À 19h29 le 12 décembre 2015, les 195 pays réunis à Paris ont adopté à l’unanimité un accord pour limiter le réchauffement climatique. Après 24 heures de prolongation, les points de blocage ont été surmontés. L’accord reflète dans son équilibre général la persistance de réelles divergences dues à la très grande diversité des situations nationales. Mais c’est un véritable succès d’avoir réussi à obtenir une approbation universelle – l’accord de Kyoto ne portait au final que sur 15% des émissions de CO2 mondiales – cet accord de Paris permet donc de trouver un socle commun de discussion et de dynamique vers une économie décarbonée pour l’avenir. L’accord sera définitivement signé en avril 2016 et entrera en vigueur en 2020.

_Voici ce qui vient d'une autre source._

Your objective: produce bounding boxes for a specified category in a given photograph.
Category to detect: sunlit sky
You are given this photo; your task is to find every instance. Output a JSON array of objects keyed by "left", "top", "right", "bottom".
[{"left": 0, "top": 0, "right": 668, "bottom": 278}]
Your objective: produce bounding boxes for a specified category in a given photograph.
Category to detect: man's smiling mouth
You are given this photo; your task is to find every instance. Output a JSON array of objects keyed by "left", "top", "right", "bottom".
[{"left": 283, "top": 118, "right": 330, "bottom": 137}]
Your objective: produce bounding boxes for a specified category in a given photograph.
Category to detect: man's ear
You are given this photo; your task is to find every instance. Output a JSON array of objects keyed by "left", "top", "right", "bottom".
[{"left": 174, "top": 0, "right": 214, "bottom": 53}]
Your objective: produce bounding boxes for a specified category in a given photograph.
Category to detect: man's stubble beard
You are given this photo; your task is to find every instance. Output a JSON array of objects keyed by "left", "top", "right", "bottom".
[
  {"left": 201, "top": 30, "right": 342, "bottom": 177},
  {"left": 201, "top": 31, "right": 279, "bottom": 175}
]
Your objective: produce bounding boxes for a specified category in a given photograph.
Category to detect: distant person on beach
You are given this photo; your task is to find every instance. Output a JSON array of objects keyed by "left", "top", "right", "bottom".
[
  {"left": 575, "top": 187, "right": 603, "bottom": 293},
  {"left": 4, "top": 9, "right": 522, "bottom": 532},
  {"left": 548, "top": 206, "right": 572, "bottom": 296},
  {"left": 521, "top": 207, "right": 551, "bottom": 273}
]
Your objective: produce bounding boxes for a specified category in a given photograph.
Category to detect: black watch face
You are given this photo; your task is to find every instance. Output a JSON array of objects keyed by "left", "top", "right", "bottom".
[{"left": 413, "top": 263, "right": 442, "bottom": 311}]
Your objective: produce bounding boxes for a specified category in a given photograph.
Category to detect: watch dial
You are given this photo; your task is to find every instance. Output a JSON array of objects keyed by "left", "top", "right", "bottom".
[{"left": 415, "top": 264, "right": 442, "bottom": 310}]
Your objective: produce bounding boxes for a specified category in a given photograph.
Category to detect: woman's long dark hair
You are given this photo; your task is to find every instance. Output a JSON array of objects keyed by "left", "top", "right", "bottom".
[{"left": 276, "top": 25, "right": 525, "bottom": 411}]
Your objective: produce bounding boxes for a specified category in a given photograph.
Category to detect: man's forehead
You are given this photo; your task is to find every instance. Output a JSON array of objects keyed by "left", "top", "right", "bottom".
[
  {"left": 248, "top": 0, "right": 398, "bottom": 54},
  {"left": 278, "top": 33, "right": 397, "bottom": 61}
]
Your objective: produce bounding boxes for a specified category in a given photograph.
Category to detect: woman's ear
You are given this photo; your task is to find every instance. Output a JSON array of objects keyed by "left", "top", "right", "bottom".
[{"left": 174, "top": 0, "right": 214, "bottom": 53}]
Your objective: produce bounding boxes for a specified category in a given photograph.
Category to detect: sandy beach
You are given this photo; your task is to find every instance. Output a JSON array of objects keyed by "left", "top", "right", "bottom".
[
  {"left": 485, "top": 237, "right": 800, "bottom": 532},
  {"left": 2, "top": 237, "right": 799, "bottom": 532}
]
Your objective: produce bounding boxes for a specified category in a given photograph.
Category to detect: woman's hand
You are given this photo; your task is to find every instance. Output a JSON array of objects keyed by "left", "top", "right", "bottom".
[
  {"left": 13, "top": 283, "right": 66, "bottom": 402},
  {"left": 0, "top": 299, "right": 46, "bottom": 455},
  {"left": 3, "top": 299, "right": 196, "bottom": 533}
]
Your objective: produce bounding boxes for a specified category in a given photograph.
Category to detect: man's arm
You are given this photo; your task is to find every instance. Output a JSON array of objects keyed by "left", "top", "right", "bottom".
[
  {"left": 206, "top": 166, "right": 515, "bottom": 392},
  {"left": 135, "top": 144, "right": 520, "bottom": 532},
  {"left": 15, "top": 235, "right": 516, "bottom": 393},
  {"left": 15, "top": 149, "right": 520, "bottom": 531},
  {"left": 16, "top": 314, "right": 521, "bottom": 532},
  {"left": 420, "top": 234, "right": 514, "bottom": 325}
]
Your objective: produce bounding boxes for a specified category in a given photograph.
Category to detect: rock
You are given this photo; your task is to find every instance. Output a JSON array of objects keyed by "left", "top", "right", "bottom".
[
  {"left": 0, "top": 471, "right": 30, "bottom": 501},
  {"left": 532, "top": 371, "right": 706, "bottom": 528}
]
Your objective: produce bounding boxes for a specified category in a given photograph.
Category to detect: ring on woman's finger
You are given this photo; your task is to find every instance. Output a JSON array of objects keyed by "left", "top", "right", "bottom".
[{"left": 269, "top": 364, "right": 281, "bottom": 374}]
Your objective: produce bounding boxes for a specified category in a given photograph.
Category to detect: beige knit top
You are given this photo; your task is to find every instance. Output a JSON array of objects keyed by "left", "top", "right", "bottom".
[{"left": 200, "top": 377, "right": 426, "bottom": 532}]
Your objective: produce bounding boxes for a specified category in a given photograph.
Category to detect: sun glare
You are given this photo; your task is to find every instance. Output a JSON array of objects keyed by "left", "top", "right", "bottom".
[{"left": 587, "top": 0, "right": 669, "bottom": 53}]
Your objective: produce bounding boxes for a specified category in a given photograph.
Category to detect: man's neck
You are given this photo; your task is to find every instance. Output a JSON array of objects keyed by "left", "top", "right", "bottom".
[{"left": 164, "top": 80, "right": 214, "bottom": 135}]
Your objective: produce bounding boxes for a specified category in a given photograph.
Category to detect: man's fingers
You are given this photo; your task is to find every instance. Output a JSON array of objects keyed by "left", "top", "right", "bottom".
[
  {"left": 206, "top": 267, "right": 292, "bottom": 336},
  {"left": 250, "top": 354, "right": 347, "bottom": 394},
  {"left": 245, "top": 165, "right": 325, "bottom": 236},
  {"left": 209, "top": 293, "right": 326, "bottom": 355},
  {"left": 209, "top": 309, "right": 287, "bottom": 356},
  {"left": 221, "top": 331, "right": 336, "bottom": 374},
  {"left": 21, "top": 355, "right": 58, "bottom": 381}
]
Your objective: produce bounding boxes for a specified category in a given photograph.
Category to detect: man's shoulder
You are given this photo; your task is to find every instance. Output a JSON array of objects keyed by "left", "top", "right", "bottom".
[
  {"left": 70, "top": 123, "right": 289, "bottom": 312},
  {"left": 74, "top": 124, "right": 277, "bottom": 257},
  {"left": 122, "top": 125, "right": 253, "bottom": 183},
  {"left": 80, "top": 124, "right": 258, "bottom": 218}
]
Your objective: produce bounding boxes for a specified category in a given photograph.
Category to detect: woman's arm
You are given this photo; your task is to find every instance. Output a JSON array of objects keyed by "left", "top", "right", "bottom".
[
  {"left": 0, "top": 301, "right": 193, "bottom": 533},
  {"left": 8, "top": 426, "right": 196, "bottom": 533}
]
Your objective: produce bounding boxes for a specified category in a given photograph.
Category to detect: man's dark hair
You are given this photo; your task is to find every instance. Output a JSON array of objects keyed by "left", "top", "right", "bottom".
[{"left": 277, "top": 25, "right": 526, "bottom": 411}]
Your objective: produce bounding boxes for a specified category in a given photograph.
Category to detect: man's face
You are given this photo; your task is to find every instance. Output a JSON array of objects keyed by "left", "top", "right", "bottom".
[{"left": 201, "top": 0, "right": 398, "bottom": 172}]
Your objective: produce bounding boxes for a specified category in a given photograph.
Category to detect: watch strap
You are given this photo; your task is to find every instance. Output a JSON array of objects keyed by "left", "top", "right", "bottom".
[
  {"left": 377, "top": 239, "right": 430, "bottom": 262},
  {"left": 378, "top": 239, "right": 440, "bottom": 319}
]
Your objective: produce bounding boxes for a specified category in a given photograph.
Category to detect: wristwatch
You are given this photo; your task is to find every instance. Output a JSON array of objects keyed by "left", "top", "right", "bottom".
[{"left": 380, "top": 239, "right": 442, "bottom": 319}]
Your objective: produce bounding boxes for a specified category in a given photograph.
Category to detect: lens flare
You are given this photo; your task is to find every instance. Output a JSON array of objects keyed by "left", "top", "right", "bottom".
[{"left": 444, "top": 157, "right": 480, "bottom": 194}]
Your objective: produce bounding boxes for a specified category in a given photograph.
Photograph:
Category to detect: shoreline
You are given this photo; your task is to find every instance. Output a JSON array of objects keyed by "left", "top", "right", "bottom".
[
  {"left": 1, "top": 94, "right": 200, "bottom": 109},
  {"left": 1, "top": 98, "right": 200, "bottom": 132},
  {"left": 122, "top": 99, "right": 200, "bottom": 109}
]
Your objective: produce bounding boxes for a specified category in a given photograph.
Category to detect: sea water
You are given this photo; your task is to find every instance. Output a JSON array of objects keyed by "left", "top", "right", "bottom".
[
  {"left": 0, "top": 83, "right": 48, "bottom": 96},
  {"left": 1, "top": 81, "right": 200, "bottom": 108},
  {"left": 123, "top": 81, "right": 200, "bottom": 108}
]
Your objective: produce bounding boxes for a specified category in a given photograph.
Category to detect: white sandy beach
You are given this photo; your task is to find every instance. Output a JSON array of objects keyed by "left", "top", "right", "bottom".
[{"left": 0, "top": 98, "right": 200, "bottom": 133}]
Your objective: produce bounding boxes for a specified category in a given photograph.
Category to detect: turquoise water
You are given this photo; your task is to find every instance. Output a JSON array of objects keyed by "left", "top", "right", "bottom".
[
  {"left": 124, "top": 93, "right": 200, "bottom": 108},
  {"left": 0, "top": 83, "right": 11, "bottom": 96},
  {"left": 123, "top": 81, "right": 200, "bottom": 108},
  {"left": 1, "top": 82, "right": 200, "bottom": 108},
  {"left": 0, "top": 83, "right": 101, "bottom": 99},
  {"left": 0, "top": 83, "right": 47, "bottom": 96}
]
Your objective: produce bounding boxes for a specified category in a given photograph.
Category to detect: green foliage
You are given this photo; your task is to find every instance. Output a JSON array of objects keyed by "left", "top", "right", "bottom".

On peut en retenir la garantie d’un financement à hauteur d’un plancher de 100 milliards de dollars à compter de 2020 qui était un sujet essentiel pour que la confiance soit établie entre les pays occidentaux et le groupe des 77, la confirmation du mécanisme de révision tous les 5 ans à compter là encore de 2020, ou la confirmation du principe de responsabilité commune mais différenciée qui fonde l’approche des COP et conduit à reconnaître que les efforts à mener pour aboutir à l’objectif de réduction des émissions de gaz à effet de serre doivent être proportionnés aux responsabilités et moyens de chaque pays. Les Etats insulaires ont obtenu que l’accord mentionne l’objectif de contenir en dessous de 2 degrés le réchauffement climatique si possible à à 1,5 degrés, limite au-dessus de laquelle de nombreux états insulaires seront en effet submergés. C’est une surprise lorsqu’au début de la négociation seul l’objectif de 2 degrés était communément évoqué. Mais cette victoire a un prix. L’objectif de réduction des émissions à long terme est particulièrement flou et ne constitue pas une contrainte. Il est juste prévu de « viser un pic des émissions mondiales de gaz à effet de serre dès que possible «.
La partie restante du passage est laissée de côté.